Walk into a grocery store in 2025 and you’ll find a consumer juggling a dozen silent decisions in the produce aisle.

They’re weighing price, of course. But also packaging. And convenience. And whether the produce was grown nearby. They’re thinking about what’s on sale, what’s in season, and, in some cases, what aligns with their values. All of this happens quietly, but it shapes every purchase.

Taste, freshness, texture, color, and size all matter, shaping our traditional ideas of consumer preference. But in the produce department, preference is a lot more complicated than what someone simply “likes.” It’s about what people are navigating, economically, socially and emotionally. That’s the real shift we’re seeing.

REDEFINING VALUE

We’ve been watching this unfold through CPMA’s Consumer Pulse research. Week after week, the pattern holds: Shoppers remain loyal to fresh produce, even as price sensitivity rises. But affordability alone doesn’t explain their behavior. The trade-offs behind each decision, such as what gets chosen, skipped, or substituted, tell a deeper story.

A report from Agriculture and Agri-Food Canada, developed with the Canadian Agri-Food Policy Institute, shows that Canadians are redefining what value means. Nearly 60% now look for food with less packaging, while more than half say convenience plays a role in what they buy. Almost half also see climate change as the most serious long-term threat to Canada’s food system.

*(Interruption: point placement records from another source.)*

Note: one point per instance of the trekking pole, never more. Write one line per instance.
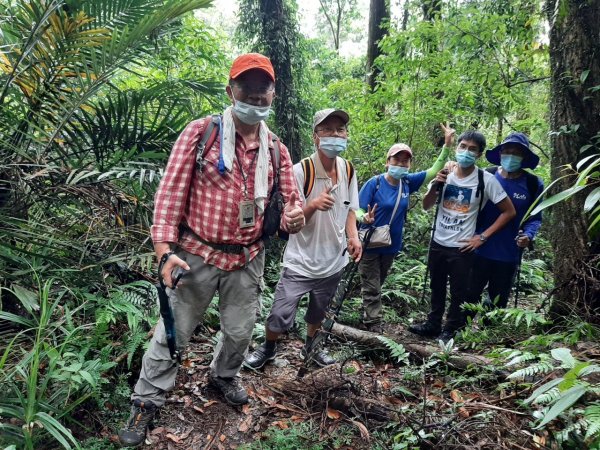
(521, 251)
(438, 201)
(166, 311)
(333, 310)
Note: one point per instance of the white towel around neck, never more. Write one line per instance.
(261, 177)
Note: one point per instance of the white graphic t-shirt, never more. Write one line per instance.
(457, 215)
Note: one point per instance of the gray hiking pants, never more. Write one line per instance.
(238, 304)
(373, 269)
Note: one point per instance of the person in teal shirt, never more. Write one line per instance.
(378, 197)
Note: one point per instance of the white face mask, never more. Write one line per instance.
(250, 114)
(332, 146)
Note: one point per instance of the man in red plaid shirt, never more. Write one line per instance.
(208, 223)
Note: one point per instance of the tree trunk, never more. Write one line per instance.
(379, 15)
(575, 119)
(280, 38)
(458, 360)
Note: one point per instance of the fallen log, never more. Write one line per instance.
(422, 350)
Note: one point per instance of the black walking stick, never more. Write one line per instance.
(166, 311)
(518, 283)
(438, 201)
(334, 308)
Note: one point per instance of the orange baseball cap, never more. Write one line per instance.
(250, 61)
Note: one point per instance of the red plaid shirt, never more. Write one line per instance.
(209, 202)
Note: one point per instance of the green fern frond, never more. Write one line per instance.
(396, 350)
(548, 397)
(518, 357)
(541, 367)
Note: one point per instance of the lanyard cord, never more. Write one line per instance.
(245, 175)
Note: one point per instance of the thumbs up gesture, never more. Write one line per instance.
(294, 217)
(325, 200)
(369, 217)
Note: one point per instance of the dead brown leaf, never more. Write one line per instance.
(173, 438)
(333, 414)
(456, 396)
(157, 430)
(364, 432)
(283, 425)
(245, 425)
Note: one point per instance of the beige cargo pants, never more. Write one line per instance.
(238, 304)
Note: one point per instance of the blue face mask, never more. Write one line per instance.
(397, 172)
(465, 158)
(250, 114)
(332, 146)
(511, 163)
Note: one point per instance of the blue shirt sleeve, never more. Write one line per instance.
(533, 224)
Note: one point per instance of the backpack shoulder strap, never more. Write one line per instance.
(532, 184)
(480, 185)
(349, 171)
(479, 193)
(209, 135)
(308, 167)
(275, 159)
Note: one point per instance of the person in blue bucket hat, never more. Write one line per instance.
(496, 263)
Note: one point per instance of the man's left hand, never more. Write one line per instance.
(522, 240)
(355, 248)
(294, 217)
(471, 244)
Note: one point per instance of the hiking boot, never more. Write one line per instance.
(375, 327)
(134, 431)
(231, 388)
(260, 357)
(446, 335)
(319, 357)
(426, 329)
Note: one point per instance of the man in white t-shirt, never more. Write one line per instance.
(314, 258)
(465, 191)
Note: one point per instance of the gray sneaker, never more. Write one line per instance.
(134, 431)
(231, 388)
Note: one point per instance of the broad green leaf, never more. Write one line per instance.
(592, 199)
(565, 401)
(564, 195)
(564, 356)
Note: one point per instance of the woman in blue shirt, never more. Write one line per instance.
(378, 196)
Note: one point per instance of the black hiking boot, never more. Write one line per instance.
(260, 357)
(446, 335)
(375, 327)
(134, 431)
(426, 329)
(231, 388)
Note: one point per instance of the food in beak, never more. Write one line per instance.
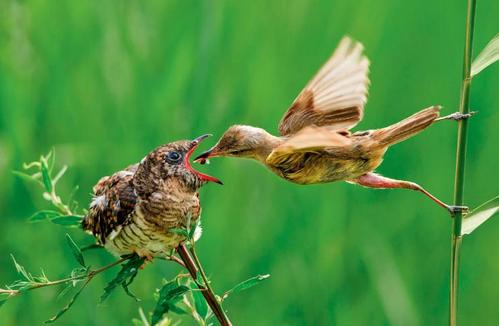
(194, 144)
(203, 158)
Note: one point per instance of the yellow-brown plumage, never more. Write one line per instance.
(316, 145)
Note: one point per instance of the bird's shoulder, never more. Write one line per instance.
(114, 200)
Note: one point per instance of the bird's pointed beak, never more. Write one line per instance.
(194, 144)
(203, 157)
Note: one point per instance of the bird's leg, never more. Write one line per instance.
(456, 116)
(147, 258)
(373, 180)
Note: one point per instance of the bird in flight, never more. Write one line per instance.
(135, 210)
(315, 143)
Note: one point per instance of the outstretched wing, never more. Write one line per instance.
(113, 202)
(336, 96)
(292, 156)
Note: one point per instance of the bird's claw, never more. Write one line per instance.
(458, 209)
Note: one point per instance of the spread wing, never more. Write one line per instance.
(309, 142)
(113, 202)
(335, 96)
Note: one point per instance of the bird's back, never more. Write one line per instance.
(342, 161)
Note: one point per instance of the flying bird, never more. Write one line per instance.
(135, 210)
(315, 143)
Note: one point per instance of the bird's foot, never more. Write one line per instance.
(453, 210)
(147, 258)
(456, 116)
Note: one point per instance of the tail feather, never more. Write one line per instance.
(407, 127)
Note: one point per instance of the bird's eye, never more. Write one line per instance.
(173, 157)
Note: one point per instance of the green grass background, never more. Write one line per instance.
(107, 81)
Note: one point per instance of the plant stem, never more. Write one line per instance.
(464, 108)
(89, 276)
(206, 290)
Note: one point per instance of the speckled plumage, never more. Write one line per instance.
(133, 210)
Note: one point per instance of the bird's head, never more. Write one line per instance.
(171, 162)
(241, 141)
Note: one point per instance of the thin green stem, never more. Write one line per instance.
(193, 266)
(89, 276)
(464, 108)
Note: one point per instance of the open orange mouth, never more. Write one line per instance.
(203, 177)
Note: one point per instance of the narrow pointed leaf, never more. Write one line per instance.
(169, 295)
(200, 303)
(479, 215)
(488, 56)
(67, 220)
(124, 277)
(43, 215)
(66, 308)
(75, 250)
(182, 232)
(247, 284)
(47, 182)
(27, 177)
(20, 269)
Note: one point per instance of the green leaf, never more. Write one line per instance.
(47, 182)
(124, 277)
(182, 232)
(67, 220)
(246, 284)
(169, 295)
(27, 177)
(66, 307)
(199, 302)
(21, 270)
(75, 250)
(488, 56)
(479, 215)
(43, 215)
(137, 322)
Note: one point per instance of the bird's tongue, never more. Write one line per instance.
(202, 176)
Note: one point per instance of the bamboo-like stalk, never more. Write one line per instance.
(193, 267)
(464, 108)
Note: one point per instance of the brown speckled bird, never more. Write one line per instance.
(316, 145)
(133, 210)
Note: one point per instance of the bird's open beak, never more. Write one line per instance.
(206, 155)
(194, 144)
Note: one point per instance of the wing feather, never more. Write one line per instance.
(310, 140)
(114, 200)
(336, 95)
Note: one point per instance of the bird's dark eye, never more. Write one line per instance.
(173, 157)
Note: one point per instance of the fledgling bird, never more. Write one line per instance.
(315, 143)
(133, 210)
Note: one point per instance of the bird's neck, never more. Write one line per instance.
(266, 145)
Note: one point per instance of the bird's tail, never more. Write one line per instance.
(407, 127)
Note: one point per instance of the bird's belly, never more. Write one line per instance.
(142, 238)
(329, 170)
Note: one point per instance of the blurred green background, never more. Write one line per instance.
(107, 81)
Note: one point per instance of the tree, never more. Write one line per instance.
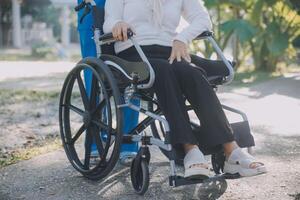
(264, 29)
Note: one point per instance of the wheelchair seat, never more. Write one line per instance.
(215, 70)
(129, 67)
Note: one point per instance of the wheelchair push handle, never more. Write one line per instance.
(209, 36)
(80, 6)
(108, 37)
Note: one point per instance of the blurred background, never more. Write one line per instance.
(39, 45)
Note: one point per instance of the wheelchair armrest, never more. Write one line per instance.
(204, 35)
(108, 37)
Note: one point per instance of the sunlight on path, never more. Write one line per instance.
(9, 70)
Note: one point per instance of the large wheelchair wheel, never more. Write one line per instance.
(90, 120)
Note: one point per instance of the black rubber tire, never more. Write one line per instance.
(140, 179)
(103, 76)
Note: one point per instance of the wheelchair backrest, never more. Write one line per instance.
(95, 19)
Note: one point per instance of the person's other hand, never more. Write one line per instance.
(179, 51)
(119, 31)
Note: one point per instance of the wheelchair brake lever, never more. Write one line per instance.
(87, 10)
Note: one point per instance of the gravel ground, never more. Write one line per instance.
(273, 108)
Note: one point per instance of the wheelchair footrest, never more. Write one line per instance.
(231, 176)
(180, 181)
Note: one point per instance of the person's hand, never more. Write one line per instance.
(119, 31)
(179, 51)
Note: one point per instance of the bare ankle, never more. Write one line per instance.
(229, 147)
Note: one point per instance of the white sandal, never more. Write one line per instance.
(194, 163)
(240, 162)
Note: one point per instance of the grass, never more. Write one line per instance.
(29, 57)
(250, 78)
(17, 96)
(29, 152)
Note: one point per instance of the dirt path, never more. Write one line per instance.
(273, 108)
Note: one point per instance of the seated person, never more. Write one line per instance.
(154, 23)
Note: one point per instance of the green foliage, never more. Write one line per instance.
(266, 30)
(41, 50)
(43, 11)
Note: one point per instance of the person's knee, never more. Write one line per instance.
(186, 70)
(161, 67)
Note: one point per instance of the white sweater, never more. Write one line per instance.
(139, 15)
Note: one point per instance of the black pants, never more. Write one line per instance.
(172, 81)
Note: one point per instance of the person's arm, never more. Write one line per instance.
(198, 18)
(199, 21)
(113, 14)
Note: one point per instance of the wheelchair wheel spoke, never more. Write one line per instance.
(77, 110)
(98, 141)
(101, 125)
(83, 92)
(99, 108)
(78, 134)
(88, 147)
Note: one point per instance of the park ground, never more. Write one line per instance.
(29, 139)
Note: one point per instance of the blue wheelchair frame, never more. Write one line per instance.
(88, 49)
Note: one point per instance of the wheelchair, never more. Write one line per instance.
(96, 117)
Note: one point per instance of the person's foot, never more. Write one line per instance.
(195, 165)
(242, 163)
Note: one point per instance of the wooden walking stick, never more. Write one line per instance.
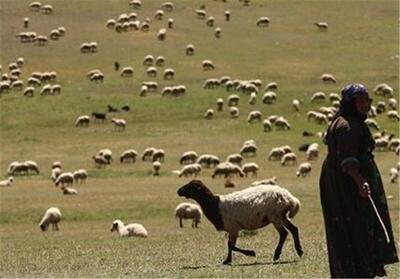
(377, 215)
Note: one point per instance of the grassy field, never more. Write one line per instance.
(360, 46)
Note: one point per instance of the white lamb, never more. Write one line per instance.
(250, 168)
(254, 115)
(234, 112)
(65, 178)
(304, 169)
(289, 158)
(82, 121)
(128, 230)
(128, 156)
(190, 170)
(119, 124)
(80, 176)
(69, 190)
(7, 182)
(187, 210)
(51, 216)
(249, 209)
(208, 65)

Together, these shifts point to a consumer who is weighing more than just price — they’re thinking about impact, ease, and long-term sustainability every time they shop.

At the same time, the report highlights how consumers are “trading down” and adjusting habits to reduce their total grocery spend. They’re switching brands, reducing portion sizes, or cutting back on premium items. In the fresh category, that can mean skipping higher-priced organics or opting for more shelf-stable produce. For the industry, this isn’t a sign of disinterest, it’s a signal that shoppers are being more deliberate.

There’s also a generational dimension. Younger Canadians are more likely to seek information on sustainability, working conditions, and ethical sourcing. They want to know where their food came from and how it got to them. These are early indicators of what matters to the next wave of long-term consumers.

PREFERENCES ARE ALWAYS CHANGING

What does all this mean for the produce sector? It means that understanding today’s consumer is more complicated than tracking price elasticity or coupon usage.

It’s about understanding the context in which decisions are made, and, in many ways, the produce department is where these pressures show up most clearly. Our products are fresh, often unpackaged, and highly visible. There’s nowhere to hide, which is both the challenge and the opportunity.

The industry isn’t being caught off guard by these shifts in consumer behavior. In fact, our members have been adapting for a while now, making practical changes that meet people where they are.

Retailers are leaning into flexible pack sizes, value-driven promotions, and merchandising strategies that honor cultural and regional food preferences. Others are rethinking how they communicate about sourcing, freshness, and product use to truly connect with what matters to their customers.

At CPMA, we’ve been working to support this shift with research and outreach that reflect how real people make choices. Through initiatives like Half Your Plate, we aim to meet consumers where they are, offering simple, practical tools to make fresh produce feel more accessible in everyday life. This work helps bridge the gap between what the data tells us and how we can inspire real-world behavior change.

We still have to resist the urge to oversimplify. The consumer isn’t a single, fixed profile. They’re not static. What someone wants on a Tuesday evening after work is likely different from what they prioritize on a Saturday morning trip to the farmers market.

What they say matters might not always match up with what they actually buy. That’s not a contradiction, it’s simply human nature. The key isn’t to find a single “right answer,” but to stay curious, listen to the data, and accept that preference is always changing.

By picking up on those signals and responding thoughtfully, we can stay relevant. Produce is central to our food culture, and it’s our job to make sure it remains a vital part of the conversation about what we eat and why it’s so important.

Ron Lemaire is president of the Canadian Produce Marketing Association (CPMA).